Gasly would be hanging on in the late stages as they came back at him. That was the way AlphaTauri had chosen to throw the dice. The McLarens got past him before the end, the Renaults didn’t quite.
Norris always remained ahead in the McLaren ranks but at Renault Ricciardo and Ocon passed and repassed until the former eventually stamped his authority on the matter and pulled away.
Up to the second stops Red Bull brought Verstappen in from just under 6s behind and put him on the other set of new hards he’d saved.
Mercedes responded with Hamilton next lap and fitted his sole set of hards. The gap ebbed and flowed between them but only around that crucial 4s gap.
In a tyre life race, Verstappen was never going to gain the upper hand without outside help.
With more than a pitstop’s-worth of gap over Perez with 11 laps to go, Verstappen made a third stop, had a fresh set of mediums fitted in order to set the fastest lap. On newer tyres, his final hope of an against-the-odds win was a safety car that would wipe out Hamilton’s gap and leave the Mercedes on old tyres for the restart. He would get half his wish…
There was a late safety car – and it came about three laps from the end as Perez’s Mercedes engine let go in flames, third place literally up in smoke.
But the reason it was only half a chance for Verstappen was the safety car would stay out until all but the last few hundred metres of the race. Victory number 95 for Hamilton, from Verstappen and Albon. The latter’s result was good, albeit fortunate and before Verstappen’s third stop he’d trailed him by over half a minute.
The fourth and fifth of Norris and Sainz bumped McLaren backed up to third in the constructors’ championship. Gasly yet again delivered a great performance with sixth, perhaps rescued by the safety car from being devoured by Ricciardo – though maybe not, because a part of the Renault’s floor had become detached and was sparking wildly just as the safety car came out.
Bottas had picked off Ocon for eighth in his three-stop recovery drive (he’d picked up another puncture!) and Leclerc took the final point.

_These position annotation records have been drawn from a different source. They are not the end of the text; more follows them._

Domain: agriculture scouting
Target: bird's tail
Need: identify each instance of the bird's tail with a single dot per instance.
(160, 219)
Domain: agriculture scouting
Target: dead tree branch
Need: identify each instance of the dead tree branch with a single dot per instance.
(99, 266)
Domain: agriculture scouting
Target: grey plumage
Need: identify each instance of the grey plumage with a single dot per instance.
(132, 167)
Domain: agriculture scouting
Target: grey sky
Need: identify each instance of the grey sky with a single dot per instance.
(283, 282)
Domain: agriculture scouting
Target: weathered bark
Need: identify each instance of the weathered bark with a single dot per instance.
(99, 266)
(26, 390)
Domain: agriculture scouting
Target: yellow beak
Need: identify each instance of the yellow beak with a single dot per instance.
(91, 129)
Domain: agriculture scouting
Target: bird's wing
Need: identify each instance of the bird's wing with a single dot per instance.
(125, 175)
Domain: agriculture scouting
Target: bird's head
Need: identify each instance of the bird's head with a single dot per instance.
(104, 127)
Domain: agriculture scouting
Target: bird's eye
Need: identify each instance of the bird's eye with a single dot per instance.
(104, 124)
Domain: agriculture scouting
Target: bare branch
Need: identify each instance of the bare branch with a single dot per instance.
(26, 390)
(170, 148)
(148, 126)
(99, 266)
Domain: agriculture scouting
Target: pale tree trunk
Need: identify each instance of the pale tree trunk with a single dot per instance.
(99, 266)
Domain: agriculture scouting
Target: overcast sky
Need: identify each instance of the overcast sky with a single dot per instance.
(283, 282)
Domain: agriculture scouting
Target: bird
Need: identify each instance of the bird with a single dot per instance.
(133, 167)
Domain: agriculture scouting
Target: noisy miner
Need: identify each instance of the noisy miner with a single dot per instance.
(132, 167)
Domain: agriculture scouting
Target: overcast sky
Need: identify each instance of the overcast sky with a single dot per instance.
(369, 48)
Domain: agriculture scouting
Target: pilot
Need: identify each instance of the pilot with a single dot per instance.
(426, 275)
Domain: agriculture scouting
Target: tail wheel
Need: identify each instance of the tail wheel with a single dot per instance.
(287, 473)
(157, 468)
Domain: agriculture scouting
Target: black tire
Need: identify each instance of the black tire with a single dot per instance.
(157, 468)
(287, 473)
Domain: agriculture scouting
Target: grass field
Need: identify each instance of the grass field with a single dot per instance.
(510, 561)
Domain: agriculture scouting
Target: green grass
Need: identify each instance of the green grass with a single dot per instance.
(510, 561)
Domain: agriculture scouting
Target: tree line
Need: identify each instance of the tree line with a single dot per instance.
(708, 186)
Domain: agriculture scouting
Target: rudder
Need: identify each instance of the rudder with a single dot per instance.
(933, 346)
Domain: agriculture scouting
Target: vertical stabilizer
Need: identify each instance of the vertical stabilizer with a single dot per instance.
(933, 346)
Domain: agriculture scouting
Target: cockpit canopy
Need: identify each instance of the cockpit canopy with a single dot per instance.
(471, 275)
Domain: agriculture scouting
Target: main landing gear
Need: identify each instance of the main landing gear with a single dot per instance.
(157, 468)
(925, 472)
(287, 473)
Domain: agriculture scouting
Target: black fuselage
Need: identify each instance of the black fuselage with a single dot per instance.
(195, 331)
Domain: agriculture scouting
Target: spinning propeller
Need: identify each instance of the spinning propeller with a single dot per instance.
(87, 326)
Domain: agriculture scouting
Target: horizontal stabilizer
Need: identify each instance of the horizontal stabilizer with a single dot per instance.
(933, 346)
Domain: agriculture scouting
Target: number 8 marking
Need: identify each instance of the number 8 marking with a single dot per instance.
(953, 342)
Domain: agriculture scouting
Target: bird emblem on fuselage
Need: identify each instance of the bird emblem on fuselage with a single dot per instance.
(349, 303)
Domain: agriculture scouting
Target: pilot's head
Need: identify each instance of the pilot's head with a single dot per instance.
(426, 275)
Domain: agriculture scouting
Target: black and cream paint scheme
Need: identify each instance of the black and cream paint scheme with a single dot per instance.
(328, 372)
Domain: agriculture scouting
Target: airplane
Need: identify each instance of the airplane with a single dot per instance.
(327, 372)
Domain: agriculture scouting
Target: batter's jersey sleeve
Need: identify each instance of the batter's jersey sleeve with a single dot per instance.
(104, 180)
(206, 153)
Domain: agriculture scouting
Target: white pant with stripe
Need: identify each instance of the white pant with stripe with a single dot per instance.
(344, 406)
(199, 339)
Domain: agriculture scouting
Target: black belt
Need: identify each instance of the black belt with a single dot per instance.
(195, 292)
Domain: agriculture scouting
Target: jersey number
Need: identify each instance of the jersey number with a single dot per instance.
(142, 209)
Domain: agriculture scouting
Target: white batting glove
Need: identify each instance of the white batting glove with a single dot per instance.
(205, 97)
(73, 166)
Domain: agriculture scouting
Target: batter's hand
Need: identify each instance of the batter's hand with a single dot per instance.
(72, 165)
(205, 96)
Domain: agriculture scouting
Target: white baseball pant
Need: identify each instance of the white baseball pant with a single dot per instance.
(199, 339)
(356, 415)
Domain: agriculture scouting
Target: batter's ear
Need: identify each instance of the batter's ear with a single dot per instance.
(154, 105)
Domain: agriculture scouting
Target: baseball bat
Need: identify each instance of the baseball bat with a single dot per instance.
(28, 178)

Oh yes, Ferrari did take part in this race, Leclerc bullying past Vettel on the post-Grosjean restart, much to Vettel’s fury.
The Ferrari was just way too hard on its rear tyres and lacking in power on a power-rewarding track to maintain its recent form.
Kvyat’s Forrest Gump-style race – he was involved in the two major events from close quarters – gave him 11th, his race scuppered by the 10s penalty in the pits for the Stroll incident.
Russell’s Williams won ‘Class C’, with Latifi also beating both Alfas home. Magnussen got the surviving Haas to the end last.
So a fairly routine sort of race concluded what had been anything but a routine event.
In less technologically-advanced times, F1 would have been mourning the loss of one of its own. Let’s just reiterate: Grosjean crashed through a metal barrier at 137mph, was engulfed in a fireball – and walked away.
Mercedes won the race. Mercedes was the inventor of the cockpit halo and Grosjean has the option of racing again – as early as next weekend.